A Little Friendly Advice


I’ve recently discovered the secret to a successful relationship. Just to be clear, I’m not talking about your average, run of the mill, happy marriage. Think big people, image a perpetual honeymoon and you get where I’m coming from.

Like most of the worlds great discoveries, I sort of stumbled upon the truth. One day Tom accidentally referred to me as “Maggie”, not an unusual occurrence in our house. I made my usual joke, pointing out that if he actually treated me like baby girl I’d be the happiest woman in the world. Don’t get me wrong, Tom is very good to me - but with Maggie he takes it to a whole new level - it doesn’t matter what she does, he thinks it’s all adorable.

Once the words were out of my mouth a light went off. What if I actually started treating Tom like a pug? Now before you get upset and start sending hate mail, let me clarify - I’m not talking about sit, stay and fetch -this isn’t intended to be a training program. I’m talking about positive reinforcement and respect – less of the “bad dog!” approach. You’d be surprised how far a “you’re a good boy!” will go.

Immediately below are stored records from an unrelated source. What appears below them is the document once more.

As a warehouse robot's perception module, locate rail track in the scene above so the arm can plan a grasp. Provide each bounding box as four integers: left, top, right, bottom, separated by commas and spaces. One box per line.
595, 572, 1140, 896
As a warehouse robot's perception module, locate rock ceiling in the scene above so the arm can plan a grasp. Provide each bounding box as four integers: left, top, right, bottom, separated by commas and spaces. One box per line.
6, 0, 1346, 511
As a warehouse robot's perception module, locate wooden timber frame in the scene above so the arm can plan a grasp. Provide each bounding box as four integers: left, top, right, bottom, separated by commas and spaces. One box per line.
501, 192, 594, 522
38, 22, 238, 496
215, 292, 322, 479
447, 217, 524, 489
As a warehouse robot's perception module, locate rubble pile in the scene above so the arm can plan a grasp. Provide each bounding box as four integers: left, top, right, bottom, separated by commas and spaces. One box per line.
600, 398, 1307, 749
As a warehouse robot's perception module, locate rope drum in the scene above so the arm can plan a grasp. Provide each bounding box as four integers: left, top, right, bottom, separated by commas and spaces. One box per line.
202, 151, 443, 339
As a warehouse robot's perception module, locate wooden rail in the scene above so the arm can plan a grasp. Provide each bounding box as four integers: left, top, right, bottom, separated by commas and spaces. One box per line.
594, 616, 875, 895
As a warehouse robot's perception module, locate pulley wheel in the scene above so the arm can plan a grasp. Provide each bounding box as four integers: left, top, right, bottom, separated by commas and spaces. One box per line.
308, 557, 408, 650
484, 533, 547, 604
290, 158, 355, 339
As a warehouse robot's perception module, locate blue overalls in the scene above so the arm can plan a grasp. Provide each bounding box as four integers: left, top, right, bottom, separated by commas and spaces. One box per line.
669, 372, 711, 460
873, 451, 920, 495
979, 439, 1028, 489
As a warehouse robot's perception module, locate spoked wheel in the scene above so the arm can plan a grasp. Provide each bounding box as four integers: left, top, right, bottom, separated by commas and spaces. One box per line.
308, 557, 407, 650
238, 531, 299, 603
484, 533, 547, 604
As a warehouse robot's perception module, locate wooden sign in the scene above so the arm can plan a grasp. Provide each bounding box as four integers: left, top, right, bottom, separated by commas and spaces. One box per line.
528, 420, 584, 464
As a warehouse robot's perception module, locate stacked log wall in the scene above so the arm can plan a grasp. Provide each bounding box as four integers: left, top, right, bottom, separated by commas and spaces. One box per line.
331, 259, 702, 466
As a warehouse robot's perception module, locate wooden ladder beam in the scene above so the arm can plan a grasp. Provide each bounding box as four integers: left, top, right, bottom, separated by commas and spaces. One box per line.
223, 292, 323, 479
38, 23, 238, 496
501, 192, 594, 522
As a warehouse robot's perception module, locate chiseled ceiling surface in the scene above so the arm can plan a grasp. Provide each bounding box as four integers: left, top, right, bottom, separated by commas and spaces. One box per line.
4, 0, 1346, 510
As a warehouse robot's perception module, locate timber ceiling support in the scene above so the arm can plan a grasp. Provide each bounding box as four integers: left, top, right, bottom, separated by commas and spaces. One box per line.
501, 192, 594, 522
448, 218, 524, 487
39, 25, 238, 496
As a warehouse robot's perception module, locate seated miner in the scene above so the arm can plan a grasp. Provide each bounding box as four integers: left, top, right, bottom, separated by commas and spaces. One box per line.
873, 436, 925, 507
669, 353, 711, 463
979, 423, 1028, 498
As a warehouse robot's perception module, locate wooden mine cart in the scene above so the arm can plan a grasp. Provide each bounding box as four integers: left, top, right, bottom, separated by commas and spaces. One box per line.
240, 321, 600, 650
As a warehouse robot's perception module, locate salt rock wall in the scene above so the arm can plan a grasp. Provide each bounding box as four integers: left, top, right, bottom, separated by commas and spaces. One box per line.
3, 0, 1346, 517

Let’s just say it works, after all who doesn’t want to be loved unconditionally? The thing is, once you go down this road be careful how you express yourself. Today I was in a cab with my good friend Janice, who has been privy to all the details of my little science experiment. I was telling her that it doesn’t matter how much I treat Tom like a dog, he still leaves his shoes in the middle of the floor. She understood where I was coming from, but the taxi driver was a totally different story.

3 comments:

Dil said...

You should see mine after a bath.....soooo cute and funny....sprinting around and shaking furiously.........leaves alot of hair on the carpet though....

Anonymous said...

Funny girl.

Tyra said...

Since it's my 12th anniversary today I think I will use this technique on my hubby...I think you've started something! Do you think he'll catch on when I call him a good boy and stratch him behind the ears? If he likes it, I think I'll be a little worried!